Further, novelty is evaluated using unsupervised algorithms (Amorim et al., 2019). The methodology was proposed for social media, which might not require any scoring function for novelty assessment.

Literature studies suggested novelty as a conceptual shift in design. A conceptual shift of a sketch involving a concept can be related to another concept. It is a significant procedure in Design education as it is engaged in evaluating a design from multiple perspectives and identify uniqueness in a response. Karmimi et al. (2019) proposed two parameters to evaluate novelty- 1) visual similarity and 2) conceptual similarity. Visual similarity was measured using QuickDraw dataset, where vector representations of visual sketches were computed. Further, feature vectors were clustered based on their visual similarity. Google News corpus was used to evaluate conceptual similarity. Word embeddings were created, and subsequently cosine similarity function was used to measure distance between concepts (Karimi et al., 2019).

Assessment of creative responses in Design in a general context is different from examination on a large scale. Pedagogues initially intend to search for a relevant response (Abacha &

Demner-Fushman, 2019; Esposito et al., 2020) compare it with other responses to evaluate novelty. Relevance is highly prioritized in examination because a response might possess aesthetic attributes, but it must meet the requirements of the question.

Literature highlights novelty detection by applying various classification algorithms (Désir et al., 2013; Schölkopf et al., 2001); however, it is challenging to acquire novel dataset as it is associated with newness of a concept. Bodesheim et al. (2015) proposed a shift of concept for every novel response. Similar to human evaluation strategy, irrelevant responses were discarded before scoring novelty. Further, each sample's local learning model was framed using the K-nearest neighbour algorithm. A response was considered novel if it was at a distance from its nearest neighbours (Bodesheim et al., 2015).
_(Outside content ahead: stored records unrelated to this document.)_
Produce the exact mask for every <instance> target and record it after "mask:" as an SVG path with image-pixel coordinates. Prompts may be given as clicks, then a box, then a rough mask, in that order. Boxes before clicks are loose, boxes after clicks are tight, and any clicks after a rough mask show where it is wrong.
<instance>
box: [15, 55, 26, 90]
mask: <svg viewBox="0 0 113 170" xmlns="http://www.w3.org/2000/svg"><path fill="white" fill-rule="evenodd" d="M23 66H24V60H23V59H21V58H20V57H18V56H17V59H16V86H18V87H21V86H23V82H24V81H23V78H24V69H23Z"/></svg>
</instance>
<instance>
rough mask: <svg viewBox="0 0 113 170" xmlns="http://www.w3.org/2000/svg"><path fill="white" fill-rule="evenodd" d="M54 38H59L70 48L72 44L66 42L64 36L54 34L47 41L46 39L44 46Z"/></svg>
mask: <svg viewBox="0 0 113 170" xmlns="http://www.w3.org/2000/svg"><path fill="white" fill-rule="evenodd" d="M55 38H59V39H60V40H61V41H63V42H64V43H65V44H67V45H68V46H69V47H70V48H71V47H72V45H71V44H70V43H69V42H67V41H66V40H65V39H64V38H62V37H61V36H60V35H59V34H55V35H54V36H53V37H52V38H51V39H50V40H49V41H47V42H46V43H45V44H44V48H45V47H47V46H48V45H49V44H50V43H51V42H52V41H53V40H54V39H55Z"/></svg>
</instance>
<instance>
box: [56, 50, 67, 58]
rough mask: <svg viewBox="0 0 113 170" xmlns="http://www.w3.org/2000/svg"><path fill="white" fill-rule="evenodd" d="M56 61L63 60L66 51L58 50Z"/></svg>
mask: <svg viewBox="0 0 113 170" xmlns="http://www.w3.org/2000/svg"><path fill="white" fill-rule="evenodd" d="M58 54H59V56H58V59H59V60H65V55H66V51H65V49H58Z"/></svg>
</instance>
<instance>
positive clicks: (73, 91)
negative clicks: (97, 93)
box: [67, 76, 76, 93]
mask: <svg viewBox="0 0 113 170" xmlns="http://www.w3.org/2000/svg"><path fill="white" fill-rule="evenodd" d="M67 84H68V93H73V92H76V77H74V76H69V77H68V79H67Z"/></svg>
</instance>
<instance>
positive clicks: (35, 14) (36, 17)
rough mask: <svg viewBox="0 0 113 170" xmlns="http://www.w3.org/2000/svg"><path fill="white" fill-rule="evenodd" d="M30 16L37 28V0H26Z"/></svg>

However, datasets considered in the article were purely image-based solutions, and there were no case studies related to a

combination of sketch and textual descriptions. Further, the study described evaluation of novelty for a generalized context; however, for a specific context such as evaluation for mass examination in Design based educational assessment, it is required to define context-specific parameters for evaluation.

Linder et al. (2013) highlighted procedures to assess novelty from Googles’ list items of images. Initially, a sample of 3579 images was acquired, and search queries for sample were created algorithmically. Queries were utilized to perform search of images and search results were captured. A function was derived that can measure novelty by inversing the number of search results generated by an image (Linder et al., 2013). This mechanism was coherent but hard to correlate with dimensions of examination. Though search techniques on the web might be applied in a few cases, such as design registration or design exhibition, evaluation associated with mass examination requires comparing and contrasting ideas within a cohort of responses.

Further, assessment in Design based entrance examination is associated with creative responses that are an amalgamation of visual and textual content. The study did not highlight possible categories of image-based pattern of creative responses. Moreover, the function defined was restricted to image-based responses over web and was not adapted to solution found in other media.

The insights of this section of literature review are as follows:

i. Novelty is measured quantitatively across various fields, but hardly any study highlighted digitized evaluation of novelty in responses illustrating image-based creative aptitude.

ii. Majority of the studies have demonstrated measuring novelty based on various parameters, however, the procedure of identifying and extracting these parameters were not categorically specified and detailed.

iii. Parameters of evaluating novelty are domain-specific, but hardly any studies focussed on features of novelty specifically associated with image-based creative aptitude of students specifically for Design or creative specialization domain.